Parte I – Inovação, Conhecimento e Redes

2. Abordagens Teórico-Conceptuais das Dinâmicas de Inovação Um dos aspectos de maior relevo que surgiu da análise à génese da inovação realizada

2.1. A Inovação Centrada na Empresa – o Contexto Organizacional

2.1.1. A Empresa, o Conhecimento e Inovação

Nesta subsecção começa por se apresentar as principais abordagens tradicionais da empresa no que concerne às suas preocupações elementares, nomeadamente as razões da existência da empresa, as suas fronteiras funcionais e o seu modo de organização interna. Seguidamente, fundamenta-se a importância da empresa enquanto elemento chave do processo de inovação, pela via da sua característica mais relevante, i. e., uma organização cuja principal razão de ser se explica pela necessidade crescente de produção e acumulação de conhecimento, por via da aprendizagem, e o reconhecimento formal da necessidade de interacções com contextos externos, como forma de complementar as suas competências internas. Finalmente, apresenta-se a perspectiva evolucionista da empresa, salientando a sua natureza intrinsecamente inovadora, por via das principais características internas e externas em que a empresa se determina e, em sucessivas adaptações, sobrevive em mercados concorrenciais e altamente selectivos.

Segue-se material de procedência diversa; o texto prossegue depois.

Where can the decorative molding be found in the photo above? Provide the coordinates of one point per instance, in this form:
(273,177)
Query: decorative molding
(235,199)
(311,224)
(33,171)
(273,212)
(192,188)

A Empresa Optimizadora de Recursos e Processadora de Informação

A teoria neoclássica entende o comportamento da empresa como o resultado de reacções óptimas a sinais provenientes dos mercados que a empresa detecta, permitindo- lhe ajustamentos instantâneos. Num mundo onde todos os agentes partilham o mesmo modelo económico, as comunicações são fáceis de realizar e a informação obtém-se sem custos, o objectivo da empresa é a maximização dos lucros sujeito a um conjunto dado de restrições tecnológicas (Cohendet e Llerena, 1998: 2). Uma vez que a economia neoclássica se preocupa essencialmente com o equilíbrio de preços e a distribuição óptima dos recursos, a empresa não ocupa grande espaço e importância quer na investigação teórica e conceptual quer nas aplicações empíricas realizadas no seu âmbito (Yeung, 2005: 306). Nestas abordagens, as capacidades cognitivas são dadas e não existe qualquer processo de aprendizagem que as possa modificar (Cohendet e Llerena, 1998: 6).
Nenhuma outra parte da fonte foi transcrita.